Last year, a massive 583-square-kilometre (225-square-mile) chunk of the Pine Island Glacier - a vast section of ice that holds the West Antarctic ice sheet together - broke free, heading out into the ocean to eventually melt and raise sea levels across the world.
Now, new evidence from satellite imagery suggests that this break was caused by a rupture in the shelf 32 kilometres (20 miles) inland, indicating that the glacier is actually breaking apart from the inside, and not the periphery, as scientists had long suspected. And even worse - a second inland rift is now reportedly forming.
You can see another of these inland rifts in the image at the top of the page. This new rift has formed in the centre of the Pine Island Glacier over the past few months, indicating a worrying trend.
Researchers are now faced with predicting how massive shedding events like this will affect global sea levels in the future, which is crucial, when you consider that roughly half of the world's population lives near a coastline.
"It's generally accepted that it's no longer a question of whether the West Antarctic ice sheet will melt, it's a question of when," says researcher Ian Howat from Ohio State University.
"This kind of rifting behaviour provides another mechanism for rapid retreat of these glaciers, adding to the probability that we may see significant collapse of West Antarctica in our lifetimes."
So how does an ice shelf form a rift so far inland?
Well, it's quite simple: warm ocean water seeps into a crevasse inside the ice shelf, heating it up from underneath. Over time, this warm water cuts away more and more ice, working its way up into the hidden crevasse until it cuts a huge chunk of the sheet free.
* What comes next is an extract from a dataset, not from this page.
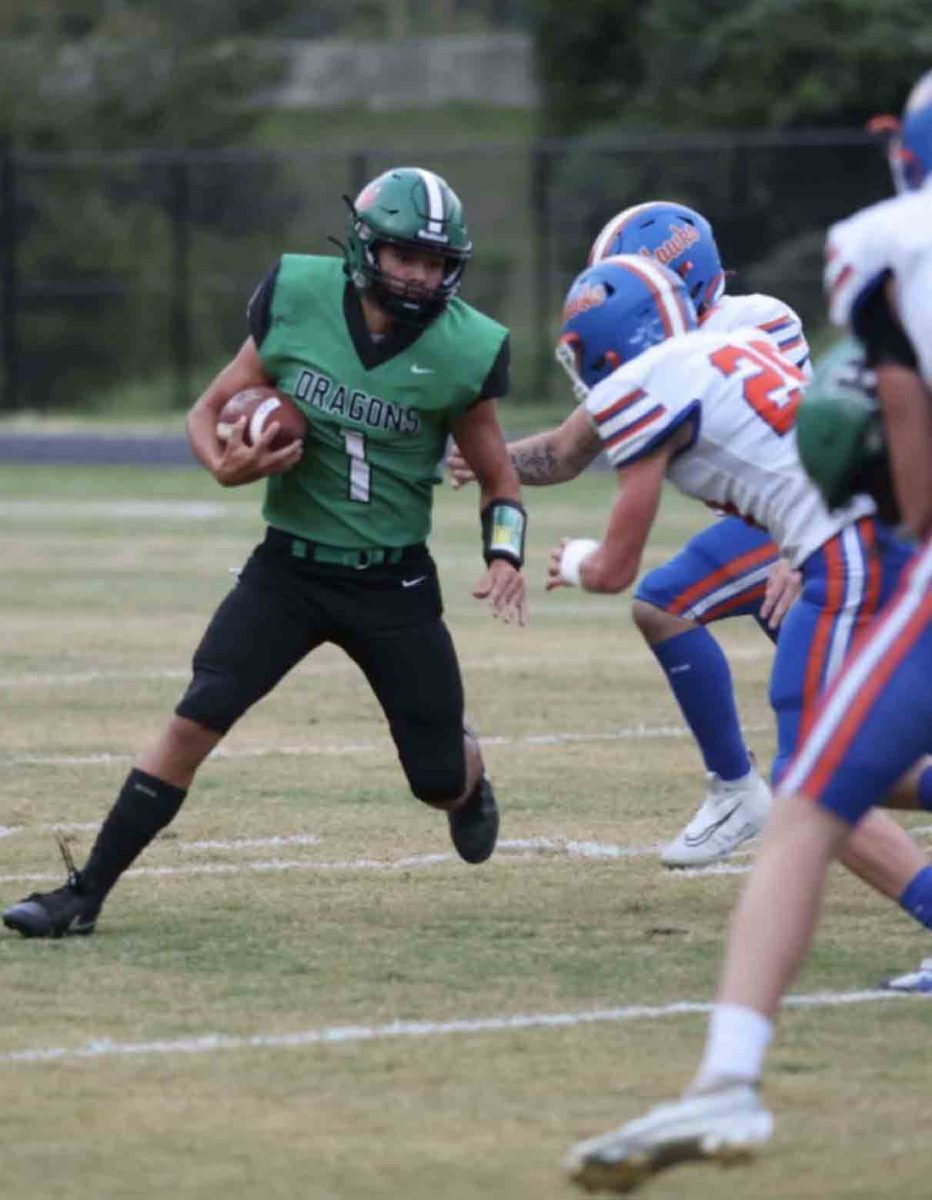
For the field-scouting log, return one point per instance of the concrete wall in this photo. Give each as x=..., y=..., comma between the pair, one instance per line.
x=493, y=69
"Rifts usually form at the margins of an ice shelf, where the ice is thin and subject to shearing that rips it apart. However, this latest event in the Pine Island Glacier was due to a rift that originated from the centre of the ice shelf and propagated out to the margins," Howat explains.
"This implies that something weakened the centre of the ice shelf, with the most likely explanation being a crevasse melted out at the bedrock level by a warming ocean."
This hypothesis is backed up by the fact that Howat's team found that the rift opened up inside one of the sheet's valleys.
These valleys, which are dips where parts of the ice sheet lie lower than sea level, allow warm water to reach further inland underneath it, causing indentations to form on the surface as ice melts below.
"The really troubling thing is that there are many of these valleys further up-glacier," Howat said. "If they are actually sites of weakness that are prone to rifting, we could potentially see more accelerated ice loss in Antarctica."
The team was able to come to their conclusions thanks to data collected by the Landsat 8 satellite - a joint project between NASA and the US Geological Survey, launched in 2013 to monitor changes on Earth's surface.
Using this data, they were able to look for signs of the break that happened in 2015 - before the event occurred - coming across the rift formation in the process.
The team's discovery is crucial to our understanding of how the world's ice sheets are melting as our planet gets warmer and warmer.
According to the team, about half of the world's fresh water is locked in Antarctica and the Pine Island Glacier.
Along with its 'twin' - the Thwaites Glacier - these two glaciers are vital to keeping all this water trapped, because they block ice streams from the outer ocean.
This means that if both - or really, just one - gives way, a bunch of that trapped ice will drift out into warmer ocean waters where it will melt.
You can picture this by imagining a cup of water with a big ice cube on top of it - big enough to touch the water inside but too large to actually fit inside the glass's rim.
If this ice should melt, the water it releases will enter the glass, causing the water level to rise. This process happens a whole lot faster if the ice is broken up before it drops down, helping it to melt even quicker.
In real life, if that Antarctic 'ice cube' melts into our oceans, sea levels would rise an expected 3 metres (10 feet) across the globe, endangering many coastal cities like New York and Miami.
"We need to understand exactly how these valleys and rifts form, and what they mean for ice shelf stability," Howat explains. "We're limited in what information we can get from space, so this will mean targeting air and field campaigns to collect more detailed observations."
If the melting of the West Antarctic ice sheet really is an inevitability, we'll just have to hope that we can manage the consequences for life on Earth.
The team's work was published in Geophysical Research Letters.